How to Buy Foreclosed Condos

Determine your financing before viewing foreclosed condos.

Determine your financing before viewing foreclosed condos.

Homebuyers eager to score a deal on a condo often flock to distress sales, such as foreclosures. A bank may repossess a condo when the homeowner defaults on the mortgage. The bank then sells the foreclosure to recoup losses, often resulting in savings to the buyer. Buying a foreclosed condo has potential pitfalls, though, including stringent financing requirements and poor property or condo association conditions. Research and inspect the condo before you take the plunge.

Get Pre-Approved

The first step to buying is getting pre-approved for a loan. You and the condo association must meet the lender's guidelines. Lenders want fiscally sound condo developments with high concentrations of owner-occupants and low delinquency rates. You can't control which condo complex qualifies for financing, but you can tailor your search according to your lender's requirements. For example, you can search for condos priced below your maximum sale price that have Fannie Mae or Federal Housing Administration approval, if you're using an FHA loan.
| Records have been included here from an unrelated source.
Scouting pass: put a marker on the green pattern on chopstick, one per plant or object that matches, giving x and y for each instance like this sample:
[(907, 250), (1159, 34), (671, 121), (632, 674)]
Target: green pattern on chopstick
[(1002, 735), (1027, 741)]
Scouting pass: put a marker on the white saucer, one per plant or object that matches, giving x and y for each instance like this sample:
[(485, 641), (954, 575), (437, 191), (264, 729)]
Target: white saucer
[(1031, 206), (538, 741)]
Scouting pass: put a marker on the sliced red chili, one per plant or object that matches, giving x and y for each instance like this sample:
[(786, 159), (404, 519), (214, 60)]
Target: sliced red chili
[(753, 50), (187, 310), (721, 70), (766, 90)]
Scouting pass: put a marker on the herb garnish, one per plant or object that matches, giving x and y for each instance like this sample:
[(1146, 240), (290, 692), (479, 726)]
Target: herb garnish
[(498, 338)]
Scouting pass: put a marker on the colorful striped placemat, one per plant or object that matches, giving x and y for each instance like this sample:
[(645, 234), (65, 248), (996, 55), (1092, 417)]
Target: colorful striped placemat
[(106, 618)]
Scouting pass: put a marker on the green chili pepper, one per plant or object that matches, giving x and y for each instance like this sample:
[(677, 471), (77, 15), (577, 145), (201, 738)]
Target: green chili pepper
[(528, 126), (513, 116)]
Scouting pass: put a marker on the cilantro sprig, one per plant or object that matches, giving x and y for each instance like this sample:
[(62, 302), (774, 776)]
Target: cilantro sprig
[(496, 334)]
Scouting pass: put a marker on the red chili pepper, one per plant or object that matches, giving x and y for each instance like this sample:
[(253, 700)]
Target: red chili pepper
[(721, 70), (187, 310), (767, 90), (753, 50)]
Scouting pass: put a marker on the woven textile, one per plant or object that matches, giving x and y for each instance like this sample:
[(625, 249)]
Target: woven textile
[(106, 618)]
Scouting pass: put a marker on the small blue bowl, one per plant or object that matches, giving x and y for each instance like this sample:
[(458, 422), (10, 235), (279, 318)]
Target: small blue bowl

Condo projects that don't meet FHA or Fannie Mae rules are known as "nonwarrantable" and aren't available to financed buyers.

Pick a Professional

You generally have two options for finding and negotiating foreclosed condos: use the bank's agent or hire your own. The listing agent who works directly for the bank that owns the condo can represent you, too. By going directly to the bank's agent, also known as the listing agent, the bank forgoes paying a buyer's agent commission, which can improve its bottom line. You may not get as much attention or hand holding as you might from a listing agent, though. When hiring a buyer's agent to represent you, interview at least two who have experience in foreclosure negotiations and condo sales. A good buyer's agent combs through listings for you and shows you only those properties that fit your criteria.

Write the Offer

There's no rule that dictates the bank's bottom line or what price it can accept. Recent sale prices of comparable condos generally dictate price. The discount on foreclosed homes is about 7 percent off of comparable listings, according to interest.com. When writing your offer, be aware that savings diminish as foreclosures sales slow and condo demand increases. Banks may price homes below market value to attract multiple offers and create a bidding war. Banks may also overprice condos, so consider making a lower offer. Base your offer on market conditions, how quickly condos in the area sell and the sale price of closed deals. Limit seller concessions, conditions or contingencies that dig into the bank's bottom line as much as possible to make your offer more attractive.

Due Diligence

To gain approval for your loan, the condo association needs to document that it has adequate insurance, a healthy budget and reserves, no litigation and no anticipated assessment hikes. You can order this paperwork from the association -- usually for a fee -- immediately upon offer acceptance. Foreclosed former owners typically can't properly maintain or afford to fix a condo, so homes often require repairs. They are usually sold as is, meaning the bank won't repair defects or lower its price. Hire a home inspector and tradespeople to assess the extent of damage from termites, leaks and mold before moving forward with a deal. Conduct all due diligence inspections within the first few days of the transaction. Once inspection deadlines expire -- usually two to three weeks after acceptance -- you usually waive the right to ask for repairs or renegotiate if you decide to move forward. This limited time frame is known as a contingency period. You typically face a penalty, such as loss of your deposit, if you back out after the contingency period.